Every list of the great comic strips includes Walt Kelly’s “Pogo”. This lushly illustrated series was about talking animals living in a swamp in the southern United States. Pogo was an average, good-natured possum often caught up in the excitement brought on by the other animals. Before “Doonesbury”, “Pogo” was the most controversial comic strip on the funny pages.
I read a couple of “Pogo” collections from Simon and Schuster. They each featured a year’s worth of “Pogo” strips, plus assorted other material, including other strips, illustrations, articles and interviews. They were a true joy. I also kept an eye out for more books, but alas. Although 45 volumes of “Pogo” books were published by Simon & Schuster from 1951-1989, all are out of print and getting harder to find. Fantagraphics announced they would publish a complete collection of the strip in 2007. It’s been delayed until later this year. So why am I still including it? Because I hope Fantagraphics will commit to the project. And I’m also hoping they reprint the Kelly and Pogo-related material from the S&S books.
2. Zap Comix
Zap Comix is the best known of the early underground comics. (Or “Comix”). It introduced Robert Crumb and his character Mr. Natural to the world. Other contributing artists include S. Clay Wilson, Robert Williams, and “Spain” Rodriguez. Zap‘s publication has been sporadic to say the least. A total of 16 issues have been published between 1967 and 2005. I say it’s time we got a definitive Zap Comix collection! Reprint the original comics as they appeared! Include interviews with R. Crumb and other contributors! Package it in a deluxe hardcover and sell it for $99.99! Yes, there’s no better way to commemorate this counterculture masterpiece than by turning it into a collectible!
Or they could just, you know, bring the original comics back into print and sell them dirt cheap.
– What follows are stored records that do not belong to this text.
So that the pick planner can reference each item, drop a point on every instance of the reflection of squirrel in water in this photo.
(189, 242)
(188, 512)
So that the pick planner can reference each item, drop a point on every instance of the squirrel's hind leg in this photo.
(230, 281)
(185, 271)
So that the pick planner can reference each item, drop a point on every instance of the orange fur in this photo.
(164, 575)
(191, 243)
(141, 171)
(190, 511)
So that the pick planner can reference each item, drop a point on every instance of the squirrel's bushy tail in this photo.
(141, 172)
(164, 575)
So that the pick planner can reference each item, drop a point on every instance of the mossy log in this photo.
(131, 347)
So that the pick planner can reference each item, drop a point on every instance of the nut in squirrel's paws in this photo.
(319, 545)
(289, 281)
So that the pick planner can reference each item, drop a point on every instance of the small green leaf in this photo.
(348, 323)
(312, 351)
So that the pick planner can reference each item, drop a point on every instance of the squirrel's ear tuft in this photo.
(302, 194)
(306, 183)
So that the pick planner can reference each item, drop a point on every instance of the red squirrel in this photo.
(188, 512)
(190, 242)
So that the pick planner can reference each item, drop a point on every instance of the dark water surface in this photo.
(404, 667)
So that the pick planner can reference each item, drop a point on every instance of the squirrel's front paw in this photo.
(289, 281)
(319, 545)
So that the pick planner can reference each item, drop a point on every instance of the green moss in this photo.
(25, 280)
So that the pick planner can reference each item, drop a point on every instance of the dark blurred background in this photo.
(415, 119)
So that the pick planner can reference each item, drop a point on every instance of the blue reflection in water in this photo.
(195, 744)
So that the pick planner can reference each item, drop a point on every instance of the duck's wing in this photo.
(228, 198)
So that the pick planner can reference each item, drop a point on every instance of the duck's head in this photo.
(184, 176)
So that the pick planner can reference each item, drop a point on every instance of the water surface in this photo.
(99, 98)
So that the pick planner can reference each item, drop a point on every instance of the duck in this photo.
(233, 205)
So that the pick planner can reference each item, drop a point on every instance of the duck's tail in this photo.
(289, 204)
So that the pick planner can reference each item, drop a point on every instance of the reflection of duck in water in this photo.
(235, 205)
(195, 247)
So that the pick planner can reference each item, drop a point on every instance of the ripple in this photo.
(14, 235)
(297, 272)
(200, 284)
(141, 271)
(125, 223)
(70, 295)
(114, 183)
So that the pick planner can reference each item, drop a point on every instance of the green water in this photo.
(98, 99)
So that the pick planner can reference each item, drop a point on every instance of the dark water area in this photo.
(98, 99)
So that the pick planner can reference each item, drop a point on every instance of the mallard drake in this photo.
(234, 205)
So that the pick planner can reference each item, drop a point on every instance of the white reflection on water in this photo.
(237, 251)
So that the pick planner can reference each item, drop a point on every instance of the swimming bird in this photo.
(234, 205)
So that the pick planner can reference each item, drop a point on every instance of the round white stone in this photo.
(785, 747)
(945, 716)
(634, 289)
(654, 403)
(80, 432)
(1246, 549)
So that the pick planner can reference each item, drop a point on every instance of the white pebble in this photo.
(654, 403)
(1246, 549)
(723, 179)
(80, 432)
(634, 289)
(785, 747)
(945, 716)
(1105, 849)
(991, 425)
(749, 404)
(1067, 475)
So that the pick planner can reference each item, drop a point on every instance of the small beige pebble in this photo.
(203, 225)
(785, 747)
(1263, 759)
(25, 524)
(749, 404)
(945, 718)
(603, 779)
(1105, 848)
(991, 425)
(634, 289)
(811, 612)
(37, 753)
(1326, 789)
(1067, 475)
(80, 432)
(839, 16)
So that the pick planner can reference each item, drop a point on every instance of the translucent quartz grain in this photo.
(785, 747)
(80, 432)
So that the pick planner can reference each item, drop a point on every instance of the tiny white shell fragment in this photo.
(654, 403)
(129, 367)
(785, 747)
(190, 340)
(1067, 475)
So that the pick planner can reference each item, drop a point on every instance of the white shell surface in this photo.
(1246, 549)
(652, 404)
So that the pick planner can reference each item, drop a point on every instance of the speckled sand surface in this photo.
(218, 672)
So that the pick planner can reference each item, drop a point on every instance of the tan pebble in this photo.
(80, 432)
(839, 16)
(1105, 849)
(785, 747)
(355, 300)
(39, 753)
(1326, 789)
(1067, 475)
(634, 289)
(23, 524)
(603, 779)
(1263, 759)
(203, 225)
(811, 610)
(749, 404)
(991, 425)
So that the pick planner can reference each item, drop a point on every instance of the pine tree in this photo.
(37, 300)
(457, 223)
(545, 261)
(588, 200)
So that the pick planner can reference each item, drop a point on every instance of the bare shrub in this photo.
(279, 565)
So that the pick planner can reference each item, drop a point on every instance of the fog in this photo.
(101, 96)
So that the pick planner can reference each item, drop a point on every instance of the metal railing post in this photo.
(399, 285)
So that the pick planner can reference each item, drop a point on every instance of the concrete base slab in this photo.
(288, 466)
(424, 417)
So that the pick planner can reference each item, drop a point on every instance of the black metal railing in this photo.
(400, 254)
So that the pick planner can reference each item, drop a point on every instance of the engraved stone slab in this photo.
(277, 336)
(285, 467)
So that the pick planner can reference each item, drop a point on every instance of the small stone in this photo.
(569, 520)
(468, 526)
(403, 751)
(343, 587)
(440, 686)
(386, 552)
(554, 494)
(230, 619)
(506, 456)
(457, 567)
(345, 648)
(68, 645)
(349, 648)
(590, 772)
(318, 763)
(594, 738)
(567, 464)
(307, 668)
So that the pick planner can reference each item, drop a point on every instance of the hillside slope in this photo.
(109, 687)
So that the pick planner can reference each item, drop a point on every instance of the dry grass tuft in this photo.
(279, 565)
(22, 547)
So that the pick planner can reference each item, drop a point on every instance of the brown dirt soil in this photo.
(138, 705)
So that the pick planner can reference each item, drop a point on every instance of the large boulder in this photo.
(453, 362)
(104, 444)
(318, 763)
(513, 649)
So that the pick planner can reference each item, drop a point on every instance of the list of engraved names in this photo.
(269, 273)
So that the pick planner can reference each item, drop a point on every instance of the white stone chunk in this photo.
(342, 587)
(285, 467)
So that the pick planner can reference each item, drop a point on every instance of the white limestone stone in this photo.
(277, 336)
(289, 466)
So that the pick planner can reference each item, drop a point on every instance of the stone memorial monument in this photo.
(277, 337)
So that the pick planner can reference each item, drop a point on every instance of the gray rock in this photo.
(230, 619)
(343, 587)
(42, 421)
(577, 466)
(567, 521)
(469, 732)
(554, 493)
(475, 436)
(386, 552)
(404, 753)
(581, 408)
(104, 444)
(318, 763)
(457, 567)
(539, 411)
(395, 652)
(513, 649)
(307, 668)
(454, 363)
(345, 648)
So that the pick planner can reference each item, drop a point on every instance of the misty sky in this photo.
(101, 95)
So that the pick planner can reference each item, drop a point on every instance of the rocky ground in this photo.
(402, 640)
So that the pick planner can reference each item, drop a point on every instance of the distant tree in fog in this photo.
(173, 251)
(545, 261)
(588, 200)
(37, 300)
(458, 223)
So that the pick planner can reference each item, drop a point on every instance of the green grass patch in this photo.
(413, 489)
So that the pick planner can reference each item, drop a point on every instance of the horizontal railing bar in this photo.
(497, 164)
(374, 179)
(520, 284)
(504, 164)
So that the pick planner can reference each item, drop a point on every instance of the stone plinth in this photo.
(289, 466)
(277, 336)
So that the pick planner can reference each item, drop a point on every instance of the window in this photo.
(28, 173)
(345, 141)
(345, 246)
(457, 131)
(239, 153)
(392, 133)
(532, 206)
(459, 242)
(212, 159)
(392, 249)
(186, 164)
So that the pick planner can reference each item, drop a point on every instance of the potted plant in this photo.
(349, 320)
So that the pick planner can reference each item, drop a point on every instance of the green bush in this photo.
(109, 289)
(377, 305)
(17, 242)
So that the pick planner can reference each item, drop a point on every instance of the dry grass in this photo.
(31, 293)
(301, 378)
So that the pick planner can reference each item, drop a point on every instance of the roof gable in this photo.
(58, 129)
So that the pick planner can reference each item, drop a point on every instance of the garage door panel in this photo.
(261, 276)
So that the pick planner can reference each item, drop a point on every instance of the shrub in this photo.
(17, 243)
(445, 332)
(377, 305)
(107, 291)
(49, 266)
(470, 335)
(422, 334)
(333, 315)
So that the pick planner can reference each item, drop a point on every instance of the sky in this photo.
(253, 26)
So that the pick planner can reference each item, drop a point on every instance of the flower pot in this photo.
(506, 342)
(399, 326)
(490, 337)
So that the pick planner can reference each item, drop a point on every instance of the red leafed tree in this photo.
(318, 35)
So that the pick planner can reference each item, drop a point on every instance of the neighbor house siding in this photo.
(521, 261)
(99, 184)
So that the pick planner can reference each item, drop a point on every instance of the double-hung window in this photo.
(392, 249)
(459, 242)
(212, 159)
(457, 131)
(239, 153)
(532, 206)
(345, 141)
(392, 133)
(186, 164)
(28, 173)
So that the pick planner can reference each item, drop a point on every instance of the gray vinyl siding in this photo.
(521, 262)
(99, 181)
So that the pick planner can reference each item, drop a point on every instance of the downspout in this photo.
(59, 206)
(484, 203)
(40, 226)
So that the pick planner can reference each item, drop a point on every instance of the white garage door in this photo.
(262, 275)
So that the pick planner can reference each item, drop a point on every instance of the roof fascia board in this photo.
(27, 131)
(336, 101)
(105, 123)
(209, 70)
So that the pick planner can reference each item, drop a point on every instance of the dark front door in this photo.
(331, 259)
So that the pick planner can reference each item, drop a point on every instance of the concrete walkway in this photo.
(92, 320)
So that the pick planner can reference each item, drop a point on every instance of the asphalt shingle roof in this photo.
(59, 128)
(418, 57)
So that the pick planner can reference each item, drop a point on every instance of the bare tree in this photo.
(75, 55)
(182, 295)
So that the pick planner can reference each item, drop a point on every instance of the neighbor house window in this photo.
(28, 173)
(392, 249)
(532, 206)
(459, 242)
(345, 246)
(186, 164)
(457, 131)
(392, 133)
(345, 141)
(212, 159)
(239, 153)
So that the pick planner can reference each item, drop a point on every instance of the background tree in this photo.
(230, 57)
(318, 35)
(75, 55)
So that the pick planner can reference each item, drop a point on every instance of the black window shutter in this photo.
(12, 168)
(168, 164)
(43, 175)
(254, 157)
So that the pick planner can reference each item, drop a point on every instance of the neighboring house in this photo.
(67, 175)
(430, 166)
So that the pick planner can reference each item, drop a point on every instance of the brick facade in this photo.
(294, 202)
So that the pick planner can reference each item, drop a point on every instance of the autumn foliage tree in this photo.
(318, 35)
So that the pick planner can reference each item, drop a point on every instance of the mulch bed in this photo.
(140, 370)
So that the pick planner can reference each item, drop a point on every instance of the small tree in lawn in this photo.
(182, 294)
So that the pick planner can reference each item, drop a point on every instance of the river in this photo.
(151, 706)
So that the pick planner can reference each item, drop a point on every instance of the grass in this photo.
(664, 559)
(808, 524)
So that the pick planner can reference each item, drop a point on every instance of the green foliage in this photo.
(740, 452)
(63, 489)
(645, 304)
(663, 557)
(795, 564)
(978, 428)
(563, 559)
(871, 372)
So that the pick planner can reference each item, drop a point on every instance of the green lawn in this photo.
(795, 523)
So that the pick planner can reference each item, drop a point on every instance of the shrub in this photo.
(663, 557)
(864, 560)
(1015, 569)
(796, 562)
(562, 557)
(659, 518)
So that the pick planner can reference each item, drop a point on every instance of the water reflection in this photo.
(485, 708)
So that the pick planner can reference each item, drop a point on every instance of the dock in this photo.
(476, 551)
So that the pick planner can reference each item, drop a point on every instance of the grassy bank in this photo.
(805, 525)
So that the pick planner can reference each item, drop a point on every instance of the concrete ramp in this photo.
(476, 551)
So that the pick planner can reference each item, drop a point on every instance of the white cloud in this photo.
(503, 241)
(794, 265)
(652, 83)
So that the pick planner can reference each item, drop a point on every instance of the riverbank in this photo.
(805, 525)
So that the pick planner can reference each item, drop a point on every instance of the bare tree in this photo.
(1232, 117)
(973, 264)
1. 1980s Marvelman/Miracleman
In 20 years of reading comics, I have only read one issue of Miracleman. ONE! I was lucky to afford even that! This British knock-off of Captain Marvel was reinvented by Alan Moore in 1982. It is considered the first example of superhero deconstruction. Moore explored the horror and dangers of a superhuman in the real world. Published in Britain as Marvelman, it was reprinted in America as Miracleman by Eclipse comics. When Eclipse Comics went out of business, rights to the character were split amongst different parties. True ownership of Marvelman has always been contested. It’s possible Dez Skinn, original publisher of the Alan Moore reboot, never had the rights to the character in the first place.
Marvel Comics has begun reprinting the original Marvelman stories from the 1950s. Hopefully this will aid them in acquiring the rights to the 80’s comics. But if they do, royalties could be paid to one of the series’ former artists: Chuck Beckum, a.k.a., CHUCK AUSTEN!